Best of luck and here’s to calm and tranquility 👍🏻
Survived two affairs and brink of Divorce. Happily reconciled. 12 years out from Dday. Reconciliation takes two committed people to be successful.
nekonamida ( member #42956) posted at 11:00 PM on Thursday, September 17th, 2020
I told her that even if she came crawling back when her fantasy falls apart, I likely would not take her back.
Country, be careful about saying things like this because I don't think it's sending the message that you want. A WS like yours can hear this and think, "Great! There's a small chance that the BS will take me back if this all blows up! I just need to pull on their heart strings hard enough and say X, Y, and Z for this to work." And that's why you are already getting stuff like this:
She did tell me that she has weaned herself from the variety of antidepressants she's been on for most of our marriage and was finally really mourning the death of the marriage that she killed. There's at least that.

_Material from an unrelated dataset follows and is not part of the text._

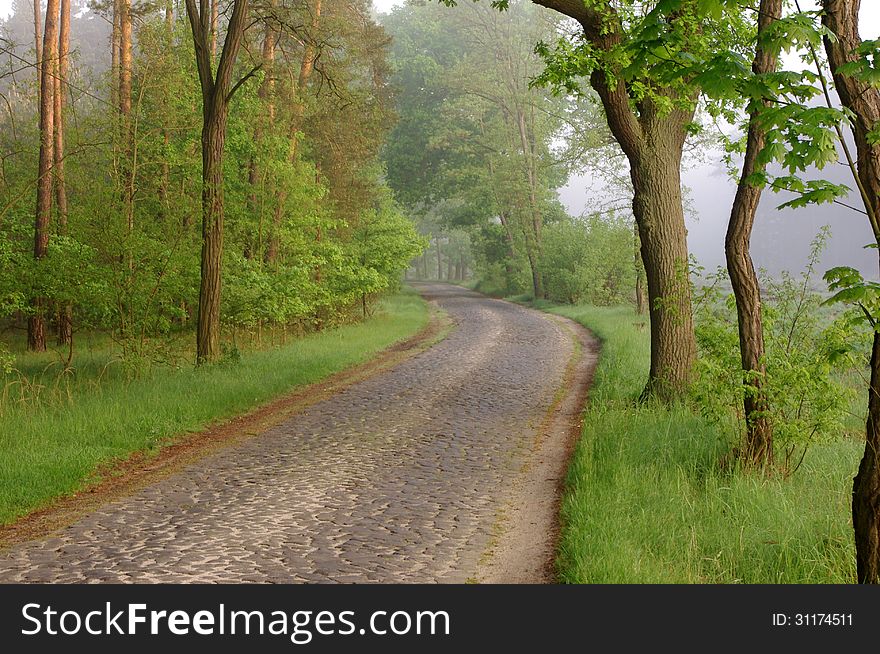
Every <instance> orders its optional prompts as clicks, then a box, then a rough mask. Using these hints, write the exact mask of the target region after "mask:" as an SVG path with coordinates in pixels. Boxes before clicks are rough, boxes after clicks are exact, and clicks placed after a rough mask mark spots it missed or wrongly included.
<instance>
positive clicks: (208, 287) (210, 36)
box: [186, 0, 248, 364]
mask: <svg viewBox="0 0 880 654" xmlns="http://www.w3.org/2000/svg"><path fill="white" fill-rule="evenodd" d="M186 12H187V16H188V18H189V24H190V29H191V31H192V36H193V45H194V46H195V56H196V66H197V69H198V72H199V85H200V86H201V89H202V257H201V283H200V286H199V318H198V326H197V329H196V361H197V362H198V363H200V364H201V363H207V362H211V361H214V360H216V359H217V357H218V356H219V355H220V294H221V264H222V260H223V153H224V149H225V141H226V119H227V115H228V112H229V101H230V100H231V98H232V95H233V94H234V93H235V91H236V89H237V88H238V85H235V86H233V85H232V71H233V69H234V67H235V61H236V58H237V57H238V50H239V48H240V47H241V41H242V36H243V34H244V27H245V22H246V20H247V12H248V0H234V3H233V6H232V13H231V16H230V18H229V25H228V28H227V30H226V38H225V40H224V42H223V50H222V52H221V54H220V61H219V63H218V65H217V72H216V74H215V73H214V66H213V64H212V60H213V57H212V56H211V50H210V43H211V24H210V19H211V17H210V16H208V15H205V14H203V13H201V12H200V10H199V6H198V5H197V4H196V2H195V0H186ZM206 13H207V12H206Z"/></svg>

And it's making you pause. Not only is there SO much wrong with that statement like that fact that no one should be weaning themselves off of ANY medication without approval and guidance from their doctor/IC but really? After 4 1/2 years, a new DDay, separation, declaration of D, just about everything one would expect would be a final end to the marriage outside of a judge signing off on it and JUST NOW she is mourning her murdering the marriage? It's completely ridiculous if true but also sounds like a crumb of hopium she may have thrown out in response to you telling her there is a slight chance you will embark on R with her again in the future if she comes crawling back and seems to regret it enough.
This is not something worth pausing and dwelling on as potentially her beginning to get it because nothing about her ACTIONS have changed. Even if she is grieving her murder of your marriage, she's still moving out. If you have not witnessed her initiating NC and you do not have transparency to ensure NC is being kept, she's still talking to OW. She's still carrying out the exact same actions that lead to the marriage ending without much of a fight other than she isn't completely happy with the outcome she is bringing to fruition. This is straight out the Cheater's Handbook under "How to Keep Your BS on the Back Burner". Don't stop and listen until you witness REAL ACTIONS that involve cutting OW off for good and throwing herself 110% into IC and fixing what she broke.